I will re-check the tire pressure, as the temps have dropped signifigantly recently maybe too has the tire pressure- cooler air =lower pressure. Ive heard of guys re-inflating their tires with "winter air". I don't know the truth in that...

 

I am a very light pedal guy. My other car, a '84 Mercedes 300D is a heavy car with a lot of torque, so using the transmission in it's low torque band and not revving the ish out of it is always better in the long run, I especially keep her rolling most times I can. Unless Im getting on the highway I have a light pedal foot...I also find that the BioDiesel I use will sometimes decreases the power, so I need more pedal, but thats a different message board.

 

I hate ethanol. Period. It is a huge waste of resources. and the energy return is negligible. If I could find non-ethanol gas I would use it.

 

I found that the stealership had delivered the car to me 1 quart low on engine oil. (thanks guys) After topping off, my mpg's have increased- the significance has yet to be determined.

So, low engine oil=low mpg's

 

All runs performed with an empty car.
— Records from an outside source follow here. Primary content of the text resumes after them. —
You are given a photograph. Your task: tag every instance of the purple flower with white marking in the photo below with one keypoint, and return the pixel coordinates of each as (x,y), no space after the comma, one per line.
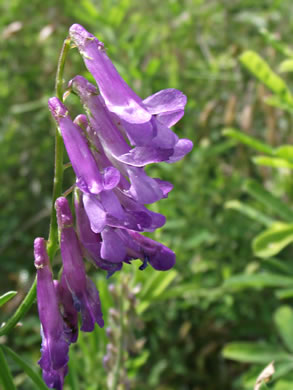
(84,293)
(146,122)
(55,340)
(89,178)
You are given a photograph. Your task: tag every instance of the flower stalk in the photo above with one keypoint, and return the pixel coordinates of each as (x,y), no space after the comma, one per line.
(57,191)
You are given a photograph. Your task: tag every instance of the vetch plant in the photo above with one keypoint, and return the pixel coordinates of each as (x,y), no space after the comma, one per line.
(108,145)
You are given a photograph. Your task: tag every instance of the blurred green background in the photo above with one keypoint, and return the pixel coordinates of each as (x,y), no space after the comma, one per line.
(192,45)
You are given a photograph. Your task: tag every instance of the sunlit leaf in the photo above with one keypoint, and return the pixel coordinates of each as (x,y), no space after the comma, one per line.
(248,140)
(286,66)
(260,69)
(249,352)
(273,162)
(264,377)
(258,281)
(272,202)
(249,212)
(283,318)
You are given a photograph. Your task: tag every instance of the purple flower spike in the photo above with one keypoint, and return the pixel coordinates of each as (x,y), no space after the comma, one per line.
(89,179)
(84,294)
(55,344)
(158,255)
(118,96)
(90,240)
(104,134)
(146,122)
(168,106)
(149,251)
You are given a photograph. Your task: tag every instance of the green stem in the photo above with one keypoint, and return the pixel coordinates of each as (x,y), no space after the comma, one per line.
(59,149)
(119,360)
(57,191)
(5,373)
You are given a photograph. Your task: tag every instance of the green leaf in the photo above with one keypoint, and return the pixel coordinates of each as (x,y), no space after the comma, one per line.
(274,162)
(285,151)
(258,281)
(260,69)
(283,318)
(263,386)
(249,352)
(6,297)
(284,293)
(248,140)
(249,211)
(277,101)
(269,200)
(273,240)
(154,288)
(35,377)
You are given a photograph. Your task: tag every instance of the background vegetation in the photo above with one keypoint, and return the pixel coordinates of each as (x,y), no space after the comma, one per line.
(226,300)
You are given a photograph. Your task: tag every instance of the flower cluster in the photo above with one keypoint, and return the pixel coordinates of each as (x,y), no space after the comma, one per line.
(108,149)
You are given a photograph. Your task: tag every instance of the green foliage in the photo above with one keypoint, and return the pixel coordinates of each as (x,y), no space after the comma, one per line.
(222,200)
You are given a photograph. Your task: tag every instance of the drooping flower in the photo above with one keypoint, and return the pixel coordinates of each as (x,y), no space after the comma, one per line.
(147,122)
(55,340)
(89,178)
(130,162)
(84,293)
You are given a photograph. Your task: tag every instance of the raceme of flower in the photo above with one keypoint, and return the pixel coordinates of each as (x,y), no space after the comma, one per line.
(109,146)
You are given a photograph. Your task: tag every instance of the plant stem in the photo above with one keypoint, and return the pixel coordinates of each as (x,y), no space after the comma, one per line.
(57,191)
(5,373)
(59,148)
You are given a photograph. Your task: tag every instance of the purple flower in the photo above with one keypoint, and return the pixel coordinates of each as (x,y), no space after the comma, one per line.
(89,179)
(91,241)
(84,293)
(55,342)
(107,137)
(141,247)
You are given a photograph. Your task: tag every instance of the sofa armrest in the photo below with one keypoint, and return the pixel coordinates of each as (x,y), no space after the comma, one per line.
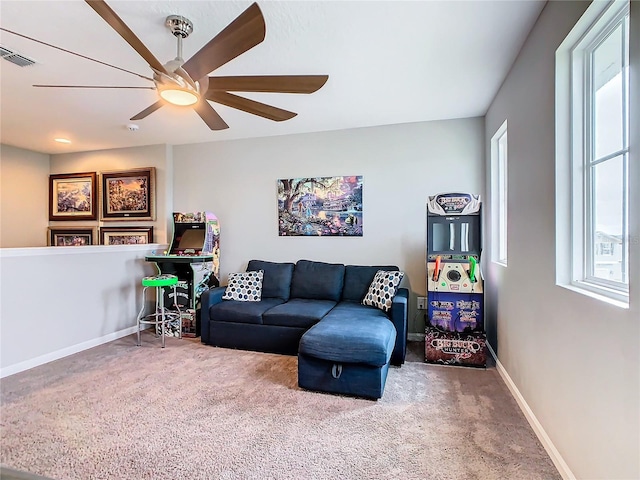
(208,298)
(398,315)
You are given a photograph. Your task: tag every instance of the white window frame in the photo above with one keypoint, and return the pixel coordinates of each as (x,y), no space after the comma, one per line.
(499,194)
(574,250)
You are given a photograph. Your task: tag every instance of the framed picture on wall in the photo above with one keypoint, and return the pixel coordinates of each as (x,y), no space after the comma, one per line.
(126,235)
(71,236)
(320,206)
(128,195)
(72,196)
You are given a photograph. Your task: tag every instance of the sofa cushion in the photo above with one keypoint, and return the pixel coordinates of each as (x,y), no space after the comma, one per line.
(341,337)
(242,312)
(244,287)
(382,289)
(357,279)
(317,280)
(298,312)
(276,281)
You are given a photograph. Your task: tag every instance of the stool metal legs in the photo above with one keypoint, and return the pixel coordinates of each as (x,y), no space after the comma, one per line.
(162,316)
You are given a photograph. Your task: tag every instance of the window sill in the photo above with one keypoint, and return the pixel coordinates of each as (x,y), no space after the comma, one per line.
(598,296)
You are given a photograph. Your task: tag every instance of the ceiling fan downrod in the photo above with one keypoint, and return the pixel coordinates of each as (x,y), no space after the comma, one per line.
(181,27)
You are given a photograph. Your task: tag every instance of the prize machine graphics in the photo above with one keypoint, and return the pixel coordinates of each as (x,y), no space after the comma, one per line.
(455,326)
(194,257)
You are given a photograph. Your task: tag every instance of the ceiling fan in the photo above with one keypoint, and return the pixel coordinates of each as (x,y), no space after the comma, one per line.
(187,83)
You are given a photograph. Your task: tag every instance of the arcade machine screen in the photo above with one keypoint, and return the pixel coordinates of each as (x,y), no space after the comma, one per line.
(454,235)
(191,238)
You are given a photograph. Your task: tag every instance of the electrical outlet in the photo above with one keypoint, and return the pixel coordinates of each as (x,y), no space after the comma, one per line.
(422,303)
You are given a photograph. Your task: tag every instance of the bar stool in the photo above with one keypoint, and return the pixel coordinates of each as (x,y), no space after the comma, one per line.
(162,317)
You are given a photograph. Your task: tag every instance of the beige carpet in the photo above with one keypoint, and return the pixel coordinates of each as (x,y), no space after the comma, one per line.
(192,411)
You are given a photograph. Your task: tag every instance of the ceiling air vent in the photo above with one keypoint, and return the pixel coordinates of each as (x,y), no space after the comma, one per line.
(14,57)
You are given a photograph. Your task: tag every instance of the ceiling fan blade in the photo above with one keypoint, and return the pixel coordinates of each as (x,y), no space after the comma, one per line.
(244,33)
(125,32)
(209,115)
(148,111)
(76,54)
(249,106)
(91,86)
(269,83)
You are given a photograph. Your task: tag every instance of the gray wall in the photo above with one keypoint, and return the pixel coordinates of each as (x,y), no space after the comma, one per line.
(574,359)
(402,165)
(24,193)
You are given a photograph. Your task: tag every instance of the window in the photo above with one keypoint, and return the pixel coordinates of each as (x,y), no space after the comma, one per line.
(592,154)
(499,154)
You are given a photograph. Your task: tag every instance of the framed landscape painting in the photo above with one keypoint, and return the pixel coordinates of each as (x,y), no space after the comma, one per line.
(126,235)
(72,196)
(320,206)
(128,194)
(70,236)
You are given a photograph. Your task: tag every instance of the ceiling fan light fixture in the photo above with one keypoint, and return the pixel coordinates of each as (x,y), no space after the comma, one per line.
(178,96)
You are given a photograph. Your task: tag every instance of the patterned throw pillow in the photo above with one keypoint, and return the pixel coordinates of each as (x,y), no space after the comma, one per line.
(245,287)
(382,289)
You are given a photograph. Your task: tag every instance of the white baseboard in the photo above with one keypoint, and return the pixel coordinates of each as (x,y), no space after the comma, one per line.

I keep really clean crs. In fact, I sometimes remove the 65 lb back seat in my 96 2.0L Jetta with 240K, to get better mpg, usually I increase it 1-2 mpg's, she still runs 32-33 mpg's. I use Valvoline SynPower 10w-40 in this car. I plan to switch to that in the Suby.

 

I still want to run software thru the ECU so I need to find out if Cobb can do that.

 

No comments on the switching to all synthetic fliuds...any thoughts?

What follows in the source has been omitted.